A opinião é do cardeal italiano Gianfranco Ravasi, prefeito do Pontifício Conselho para a Cultura, em artigo publicado em Il Sole 24 Ore, 05-12-2021. A tradução é de Moisés Sbardelotto.
Eis o texto.
A vida de família perde toda a liberdade e a beleza quando se funda no princípio do “eu te dou” e “tu me dás”.
Se vocês temem a solidão, não se casem!
Essas são duas considerações duras sobre a família. Elas nascem também do pessimismo dos respectivos autores e do seu contexto; no entanto, contêm uma verdade até óbvia que merece atenção. O tema da vida de família, de fato, é delicado e requer um compromisso sério e severo, mesmo no meio das alegrias e satisfações que também envolve.
Capa do livro “Casa de bonecas” (1879),
do escritor norueguês Henrik Ibsen
(Foto: Editora Moinhos)
A primeira frase é retirada do drama “Casa de bonecas” (1879), do famoso escritor norueguês Henrik Ibsen, uma história de falsidade, mesquinhez, chantagem e hipocrisia. No fim, assiste-se ao esfacelamento de uma família, e uma das raízes mais vigorosas dessa crise está justamente no interesse e no egoísmo. Se, em família, desaparece a gratuidade do amor, a generosidade e a reciprocidade, é inevitável que se perca todo frescor, liberdade e beleza do estar junto e se reduza a uma “sociedade” regida por uma espécie de contrato rígido e exigente.

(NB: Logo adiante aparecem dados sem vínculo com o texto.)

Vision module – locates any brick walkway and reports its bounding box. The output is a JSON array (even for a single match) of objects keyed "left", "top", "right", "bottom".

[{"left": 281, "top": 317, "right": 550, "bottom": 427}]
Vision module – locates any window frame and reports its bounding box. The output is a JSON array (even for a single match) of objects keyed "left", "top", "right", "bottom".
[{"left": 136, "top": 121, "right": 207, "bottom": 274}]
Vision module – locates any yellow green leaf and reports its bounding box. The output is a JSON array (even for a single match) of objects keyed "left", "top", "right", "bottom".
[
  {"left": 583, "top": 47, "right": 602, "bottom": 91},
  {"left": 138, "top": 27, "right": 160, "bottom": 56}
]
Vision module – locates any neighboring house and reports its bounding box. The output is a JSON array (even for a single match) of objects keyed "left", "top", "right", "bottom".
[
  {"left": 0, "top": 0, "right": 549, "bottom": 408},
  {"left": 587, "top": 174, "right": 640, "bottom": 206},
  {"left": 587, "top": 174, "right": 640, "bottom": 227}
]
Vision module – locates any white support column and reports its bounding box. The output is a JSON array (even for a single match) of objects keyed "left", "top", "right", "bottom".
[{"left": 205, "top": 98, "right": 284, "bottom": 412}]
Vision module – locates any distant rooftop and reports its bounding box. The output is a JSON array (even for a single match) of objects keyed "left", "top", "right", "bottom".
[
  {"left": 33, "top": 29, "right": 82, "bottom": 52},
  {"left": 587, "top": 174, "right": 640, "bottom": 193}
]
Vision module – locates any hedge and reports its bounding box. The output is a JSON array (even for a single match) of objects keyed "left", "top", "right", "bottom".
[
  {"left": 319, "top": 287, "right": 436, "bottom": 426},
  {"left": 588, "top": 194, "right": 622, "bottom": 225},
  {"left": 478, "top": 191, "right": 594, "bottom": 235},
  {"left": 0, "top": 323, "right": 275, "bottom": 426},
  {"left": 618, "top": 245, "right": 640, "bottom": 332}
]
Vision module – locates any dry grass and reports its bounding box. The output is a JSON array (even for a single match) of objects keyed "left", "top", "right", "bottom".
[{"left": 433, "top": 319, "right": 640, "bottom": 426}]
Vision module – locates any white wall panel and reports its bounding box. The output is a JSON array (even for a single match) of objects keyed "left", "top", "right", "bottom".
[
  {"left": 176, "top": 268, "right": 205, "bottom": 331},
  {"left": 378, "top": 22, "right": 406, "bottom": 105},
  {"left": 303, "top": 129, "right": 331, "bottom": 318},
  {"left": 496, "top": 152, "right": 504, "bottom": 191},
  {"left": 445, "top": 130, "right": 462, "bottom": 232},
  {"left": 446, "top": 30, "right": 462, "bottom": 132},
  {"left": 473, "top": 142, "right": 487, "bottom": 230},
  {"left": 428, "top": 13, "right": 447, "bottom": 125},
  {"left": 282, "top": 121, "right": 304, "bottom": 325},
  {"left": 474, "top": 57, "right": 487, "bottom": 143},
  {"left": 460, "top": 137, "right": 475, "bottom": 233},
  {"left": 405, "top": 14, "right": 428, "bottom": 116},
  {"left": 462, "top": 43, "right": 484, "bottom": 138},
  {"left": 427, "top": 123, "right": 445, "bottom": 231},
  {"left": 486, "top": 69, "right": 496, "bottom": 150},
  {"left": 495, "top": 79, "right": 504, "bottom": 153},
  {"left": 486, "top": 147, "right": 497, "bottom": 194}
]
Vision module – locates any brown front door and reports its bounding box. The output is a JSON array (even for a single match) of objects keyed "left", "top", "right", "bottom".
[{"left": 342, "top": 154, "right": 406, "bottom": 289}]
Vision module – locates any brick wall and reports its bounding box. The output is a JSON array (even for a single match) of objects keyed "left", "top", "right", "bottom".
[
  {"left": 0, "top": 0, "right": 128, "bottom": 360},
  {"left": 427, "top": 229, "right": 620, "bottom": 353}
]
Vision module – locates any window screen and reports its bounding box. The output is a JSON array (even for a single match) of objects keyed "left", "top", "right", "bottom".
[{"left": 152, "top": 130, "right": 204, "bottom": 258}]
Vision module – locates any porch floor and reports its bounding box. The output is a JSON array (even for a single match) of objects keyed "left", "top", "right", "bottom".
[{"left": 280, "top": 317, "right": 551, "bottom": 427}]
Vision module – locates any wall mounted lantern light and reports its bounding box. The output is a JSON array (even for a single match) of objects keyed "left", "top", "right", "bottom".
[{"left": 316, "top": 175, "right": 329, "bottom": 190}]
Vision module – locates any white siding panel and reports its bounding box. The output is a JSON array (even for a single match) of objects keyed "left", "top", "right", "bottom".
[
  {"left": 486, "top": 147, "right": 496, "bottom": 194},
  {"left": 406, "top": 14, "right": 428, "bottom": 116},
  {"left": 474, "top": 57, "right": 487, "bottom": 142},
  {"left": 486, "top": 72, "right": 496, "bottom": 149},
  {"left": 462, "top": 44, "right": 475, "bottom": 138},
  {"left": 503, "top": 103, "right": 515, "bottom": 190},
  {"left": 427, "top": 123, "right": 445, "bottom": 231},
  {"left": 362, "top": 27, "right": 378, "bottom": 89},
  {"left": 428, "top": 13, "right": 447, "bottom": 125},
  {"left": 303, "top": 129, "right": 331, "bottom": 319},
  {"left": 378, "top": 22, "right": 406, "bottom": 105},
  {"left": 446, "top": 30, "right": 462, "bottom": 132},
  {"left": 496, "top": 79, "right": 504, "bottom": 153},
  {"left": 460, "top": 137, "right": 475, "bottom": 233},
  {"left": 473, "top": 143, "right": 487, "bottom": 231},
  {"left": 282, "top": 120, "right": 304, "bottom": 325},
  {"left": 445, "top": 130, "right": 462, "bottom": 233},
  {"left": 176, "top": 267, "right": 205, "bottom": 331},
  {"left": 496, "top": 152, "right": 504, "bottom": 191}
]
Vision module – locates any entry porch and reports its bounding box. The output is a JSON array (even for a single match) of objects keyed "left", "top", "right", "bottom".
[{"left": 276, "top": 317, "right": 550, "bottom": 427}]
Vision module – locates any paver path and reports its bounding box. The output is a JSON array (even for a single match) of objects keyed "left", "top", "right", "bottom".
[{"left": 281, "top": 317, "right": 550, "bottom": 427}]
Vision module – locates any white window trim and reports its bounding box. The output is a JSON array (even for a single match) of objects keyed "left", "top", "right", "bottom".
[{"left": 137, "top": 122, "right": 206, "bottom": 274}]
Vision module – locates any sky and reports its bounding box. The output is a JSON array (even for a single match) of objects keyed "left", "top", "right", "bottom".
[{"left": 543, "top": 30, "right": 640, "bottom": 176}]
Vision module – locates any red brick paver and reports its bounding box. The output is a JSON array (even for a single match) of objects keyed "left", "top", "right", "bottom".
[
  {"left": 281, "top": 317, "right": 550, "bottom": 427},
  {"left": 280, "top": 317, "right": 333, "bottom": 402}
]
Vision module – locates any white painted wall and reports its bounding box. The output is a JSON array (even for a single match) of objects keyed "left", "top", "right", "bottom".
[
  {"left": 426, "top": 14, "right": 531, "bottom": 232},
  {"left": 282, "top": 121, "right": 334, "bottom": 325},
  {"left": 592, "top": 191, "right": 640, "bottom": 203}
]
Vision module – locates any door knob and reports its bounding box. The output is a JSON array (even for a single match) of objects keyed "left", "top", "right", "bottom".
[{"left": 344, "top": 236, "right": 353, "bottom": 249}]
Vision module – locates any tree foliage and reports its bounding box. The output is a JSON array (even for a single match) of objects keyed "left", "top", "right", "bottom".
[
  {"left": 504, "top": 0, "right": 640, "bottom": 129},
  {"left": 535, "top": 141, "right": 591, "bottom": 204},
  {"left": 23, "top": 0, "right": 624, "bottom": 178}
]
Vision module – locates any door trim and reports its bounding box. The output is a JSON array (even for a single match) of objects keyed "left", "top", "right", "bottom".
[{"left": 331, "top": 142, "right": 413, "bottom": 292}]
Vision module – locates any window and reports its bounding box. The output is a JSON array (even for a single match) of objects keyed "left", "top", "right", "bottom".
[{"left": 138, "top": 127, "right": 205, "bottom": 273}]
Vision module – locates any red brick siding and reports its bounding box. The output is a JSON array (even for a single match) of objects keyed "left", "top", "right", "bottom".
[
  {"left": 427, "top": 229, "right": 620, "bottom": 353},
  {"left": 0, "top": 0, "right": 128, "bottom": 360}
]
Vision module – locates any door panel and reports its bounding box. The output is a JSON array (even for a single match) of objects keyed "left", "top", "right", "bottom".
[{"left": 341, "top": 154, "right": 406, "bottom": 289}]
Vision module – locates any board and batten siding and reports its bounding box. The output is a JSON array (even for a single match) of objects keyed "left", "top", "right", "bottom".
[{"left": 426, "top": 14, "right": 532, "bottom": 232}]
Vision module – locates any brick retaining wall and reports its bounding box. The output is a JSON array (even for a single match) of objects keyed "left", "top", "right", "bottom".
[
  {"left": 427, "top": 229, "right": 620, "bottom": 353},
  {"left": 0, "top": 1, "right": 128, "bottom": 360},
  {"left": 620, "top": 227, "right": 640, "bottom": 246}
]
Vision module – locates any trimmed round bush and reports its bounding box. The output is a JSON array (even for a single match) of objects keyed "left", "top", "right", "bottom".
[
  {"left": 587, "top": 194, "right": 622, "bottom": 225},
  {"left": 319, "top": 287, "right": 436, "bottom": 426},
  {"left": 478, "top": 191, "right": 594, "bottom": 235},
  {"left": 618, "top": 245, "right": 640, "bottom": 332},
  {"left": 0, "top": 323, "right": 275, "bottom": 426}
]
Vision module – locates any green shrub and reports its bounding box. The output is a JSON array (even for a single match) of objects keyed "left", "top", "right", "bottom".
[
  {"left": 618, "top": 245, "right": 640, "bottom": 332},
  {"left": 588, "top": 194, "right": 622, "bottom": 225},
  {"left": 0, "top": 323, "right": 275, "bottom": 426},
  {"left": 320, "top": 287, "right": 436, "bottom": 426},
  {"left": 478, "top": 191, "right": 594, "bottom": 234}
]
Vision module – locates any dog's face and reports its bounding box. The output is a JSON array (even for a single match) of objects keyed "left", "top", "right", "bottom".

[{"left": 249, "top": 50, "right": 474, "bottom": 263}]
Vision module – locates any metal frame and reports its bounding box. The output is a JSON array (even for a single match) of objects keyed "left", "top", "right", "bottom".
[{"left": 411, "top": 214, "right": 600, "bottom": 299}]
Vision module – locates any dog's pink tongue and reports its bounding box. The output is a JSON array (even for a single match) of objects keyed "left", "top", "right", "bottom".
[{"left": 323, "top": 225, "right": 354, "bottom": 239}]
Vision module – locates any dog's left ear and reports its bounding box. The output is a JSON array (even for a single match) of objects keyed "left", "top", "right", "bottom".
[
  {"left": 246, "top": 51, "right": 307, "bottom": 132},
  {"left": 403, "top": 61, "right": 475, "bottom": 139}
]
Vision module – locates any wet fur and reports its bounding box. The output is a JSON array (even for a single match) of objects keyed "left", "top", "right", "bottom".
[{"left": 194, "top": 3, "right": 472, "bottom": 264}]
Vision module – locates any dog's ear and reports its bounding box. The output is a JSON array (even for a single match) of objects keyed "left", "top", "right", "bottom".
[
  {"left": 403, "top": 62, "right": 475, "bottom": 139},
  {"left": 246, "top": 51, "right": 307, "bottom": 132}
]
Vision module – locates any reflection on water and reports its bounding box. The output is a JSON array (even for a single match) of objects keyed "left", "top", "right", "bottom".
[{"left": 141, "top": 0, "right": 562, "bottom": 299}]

Pode-se, então, cair no outro vício delineado com intrépido orgulho por Anton Tchekhov nas anotações dos seus “Cadernos”. O célebre escritor russo, que cresceu em uma família dividida e desfavorecida, teme aquela terrível solidão a dois que às vezes desfigura o casal e faz isso com aquele seu conselho paradoxal de não se casar para, no fim, não ficar sozinho.
O fato é que, muitas vezes, a incapacidade de alimentar a chama do amor leva ao congelamento de todo vínculo e à dissolução da própria substância do matrimônio.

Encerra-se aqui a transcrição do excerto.